Description
This one pot creamy tomato beef pasta is a quick and delicious meal combining ground beef, Italian herbs, and creamy tomato sauce with your choice of short pasta. Perfect for busy weeknights, it uses minimal cleanup with everything cooked in a single pot, delivering a comforting, flavorful dish with a rich, saucy texture.
Ingredients
Units
Scale
Meat and Aromatics
- 1 1/2 tbsp olive oil
- 2 garlic cloves, finely minced
- 1 onion, finely chopped
- 500g / 1 lb beef mince / ground beef
Seasonings and Sauce
- 2 tsp Italian herbs
- 2 tbsp tomato paste
- 400g / 14 oz can crushed tomatoes (or tomato passata)
- 1/2 tsp red pepper flakes (optional)
- 1 1/2 tsp cooking salt / kosher salt
- 1/2 tsp black pepper
Liquids and Pasta
- 4 cups (1 L) chicken stock / broth, low sodium
- 350g / 12 oz fusilli, penne, elbow macaroni or other short pasta
- 3/4 cups thickened / heavy cream
Instructions
- Heat oil and sauté aromatics: Heat the olive oil over high heat in a large heavy-based pot. Add the minced garlic and chopped onion, cooking for 1 1/2 minutes until fragrant and softened.
- Cook beef and season: Add the ground beef to the pot, breaking it up as it cooks until no pink remains. Stir in the Italian herbs and cook for 30 seconds. Then add the tomato paste, cooking for 1 minute to eliminate its raw flavor.
- Add liquids and pasta: Pour in the crushed tomatoes, chicken stock, salt, pepper, and red pepper flakes if using. Stir to combine, then add the pasta directly into the pot.

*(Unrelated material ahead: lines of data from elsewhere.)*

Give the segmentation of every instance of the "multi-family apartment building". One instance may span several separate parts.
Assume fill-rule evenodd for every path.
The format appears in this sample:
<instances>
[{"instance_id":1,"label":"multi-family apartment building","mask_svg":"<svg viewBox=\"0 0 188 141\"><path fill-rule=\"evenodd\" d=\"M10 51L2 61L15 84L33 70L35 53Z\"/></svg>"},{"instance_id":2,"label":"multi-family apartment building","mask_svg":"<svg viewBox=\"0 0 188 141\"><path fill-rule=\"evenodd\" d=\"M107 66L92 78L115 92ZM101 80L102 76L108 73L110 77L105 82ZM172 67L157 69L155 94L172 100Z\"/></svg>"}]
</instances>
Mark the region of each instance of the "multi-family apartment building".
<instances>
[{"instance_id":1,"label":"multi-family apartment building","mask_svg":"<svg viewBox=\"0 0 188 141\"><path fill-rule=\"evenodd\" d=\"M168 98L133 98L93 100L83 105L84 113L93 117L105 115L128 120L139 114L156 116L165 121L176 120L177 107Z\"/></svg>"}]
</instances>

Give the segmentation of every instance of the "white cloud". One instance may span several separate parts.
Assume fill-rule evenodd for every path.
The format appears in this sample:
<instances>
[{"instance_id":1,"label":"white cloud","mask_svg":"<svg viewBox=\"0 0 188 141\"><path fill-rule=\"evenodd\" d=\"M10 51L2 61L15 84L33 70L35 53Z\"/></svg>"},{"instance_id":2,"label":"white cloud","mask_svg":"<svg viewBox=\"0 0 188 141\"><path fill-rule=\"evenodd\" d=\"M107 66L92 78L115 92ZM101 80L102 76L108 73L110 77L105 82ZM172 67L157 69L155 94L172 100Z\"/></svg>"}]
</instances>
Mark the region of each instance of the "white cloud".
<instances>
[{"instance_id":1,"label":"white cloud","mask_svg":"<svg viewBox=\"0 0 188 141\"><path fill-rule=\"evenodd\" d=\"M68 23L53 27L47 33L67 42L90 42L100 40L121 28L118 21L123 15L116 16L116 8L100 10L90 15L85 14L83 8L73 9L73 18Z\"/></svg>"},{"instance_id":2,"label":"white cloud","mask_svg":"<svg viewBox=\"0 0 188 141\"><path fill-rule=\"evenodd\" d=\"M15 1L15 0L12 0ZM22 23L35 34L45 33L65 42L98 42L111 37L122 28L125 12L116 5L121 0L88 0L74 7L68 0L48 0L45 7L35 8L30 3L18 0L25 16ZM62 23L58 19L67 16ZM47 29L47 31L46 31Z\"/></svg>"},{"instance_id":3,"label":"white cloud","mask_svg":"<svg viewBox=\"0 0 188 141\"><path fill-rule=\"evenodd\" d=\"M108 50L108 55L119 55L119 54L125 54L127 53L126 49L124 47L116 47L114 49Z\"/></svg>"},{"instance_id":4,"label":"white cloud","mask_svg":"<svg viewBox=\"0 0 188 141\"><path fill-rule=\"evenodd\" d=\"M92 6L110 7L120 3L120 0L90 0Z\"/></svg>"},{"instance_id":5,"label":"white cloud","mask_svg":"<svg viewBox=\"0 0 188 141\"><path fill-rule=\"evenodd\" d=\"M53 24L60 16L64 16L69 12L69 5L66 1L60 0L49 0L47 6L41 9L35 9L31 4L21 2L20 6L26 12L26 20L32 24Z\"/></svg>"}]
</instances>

- Simmer pasta: Bring the mixture to a simmer, then cook uncovered for 15 minutes. Stir every few minutes, increasing frequency near the end, to prevent sticking and ensure pasta cooks evenly.
- Finish with cream: Stir in the thickened cream and simmer for another 1 to 2 minutes. The sauce should remain saucy and slightly liquid as the pasta will continue absorbing the sauce.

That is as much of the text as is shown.